Объективно обусловленное ограничение внимания мыслителей и деятелей Византии лишь церковно-государственной проблематикой дополнялось с субъективной стороны еще и всецелой поглощенностью византийского сознания религиозно-догматической сферой в ущерб вопросам социальной жизни. Эта духовная ориентация обусловила то, что, глубоко разработав тему взаимосвязи власти духовной и мирской, византийская традиция не дала примеров широкого приложения греко-православной мысли к вопросам социальным, общественно-культурным и политическим. Россия, унаследовавшая от цивилизации-наставницы церковно-государственную идею, хотя и располагала достаточно сильным, жизнеспособным национально-общественным организмом, не имела должных навыков для разработки собственной социально-политической идеологии и не дерзала ввести в симфонию Церкви и государства еще и третий элемент – народность, которая бы таким образом заняла свое законное место органической основы государственной и церковной жизни.

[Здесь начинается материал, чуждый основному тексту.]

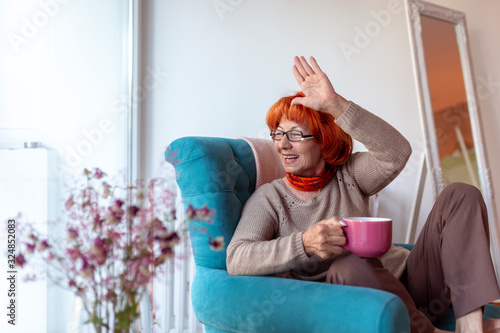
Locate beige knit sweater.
[227,102,411,281]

Поскольку древнерусская мысль так и не восполнила византийское учение о «симфонии» самобытно осознанным народно-общественным элементом, последний, по сути дела, оказывался в тогдашней идеологии на полулегальном положении. Слабая осознанность же начала народности, сведение его роли то к функции церковности, то к функции государственности стесняли и искажали его собственное развитие. К концу Московского периода мы видим в сфере церковной жизни явное поползновение вытеснить живой народно-национальный элемент, внешне подчинить его церковно-бюрократическому началу (что ясно проявилось в реформах патриарха Никона). В области же государственного развития наблюдалось постепенное свертывание общественной самодеятельности и бюрократизация всего политического строения Московской Руси. В XVII в. бюрократия стала вытеснять аристократию в высшем управлении и земщину в низшем. Свертывание во второй половине этого столетия масштабов земского самоуправления явилось признаком общего ограничения роли народно-национального начала в государственном бытии.

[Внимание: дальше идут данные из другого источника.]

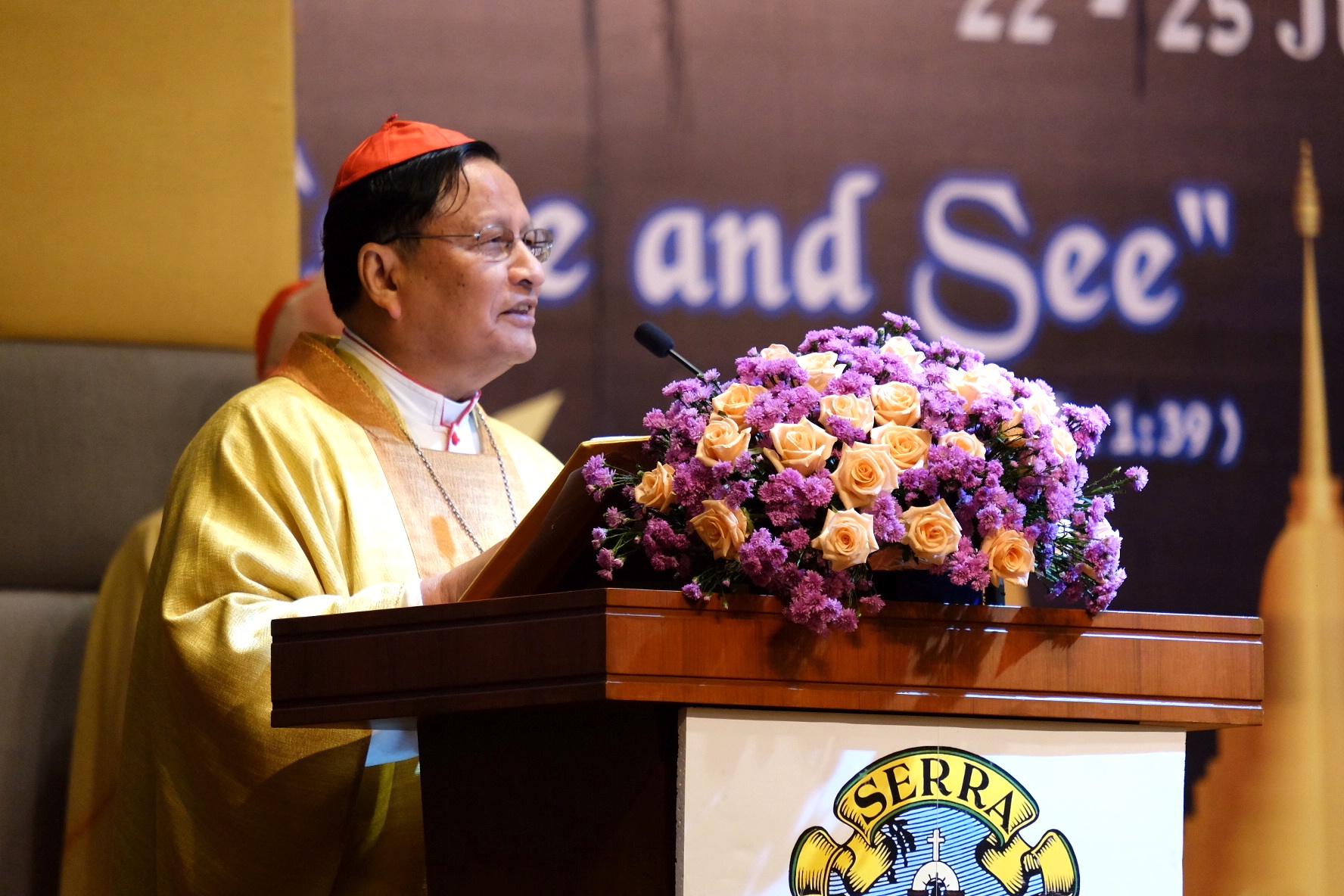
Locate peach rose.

[1] См.: Кожинов В.В. История Руси и русского Слова. (Опыт беспристрастного исследования). – М.: Алгоритм, 1999. С. 28
[2] Плюханова М. Сюжеты и символы Московского царства.– СПб.: Акрополь, 1995.С. 139.
[3] См.: Федотов Г. П. Россия и свобода // Федотов Г.П. Империя и свобода. Избранные статьи.– Нью-Йорк, 1989. С. 70-71, 73.
[4] Ильин И. А. Россия есть живой организм // Наши задачи. Том 1.– М.: Рарог, 1992. Т. 1. С. 233.
[5] Гиляров-Платонов Н.П. Вопросы веры и Церкви. Сборник статей. Т. 2. – М., 1906. С. 361.
[6] Тихомиров Л. А. Монархическая государственность. С. 147.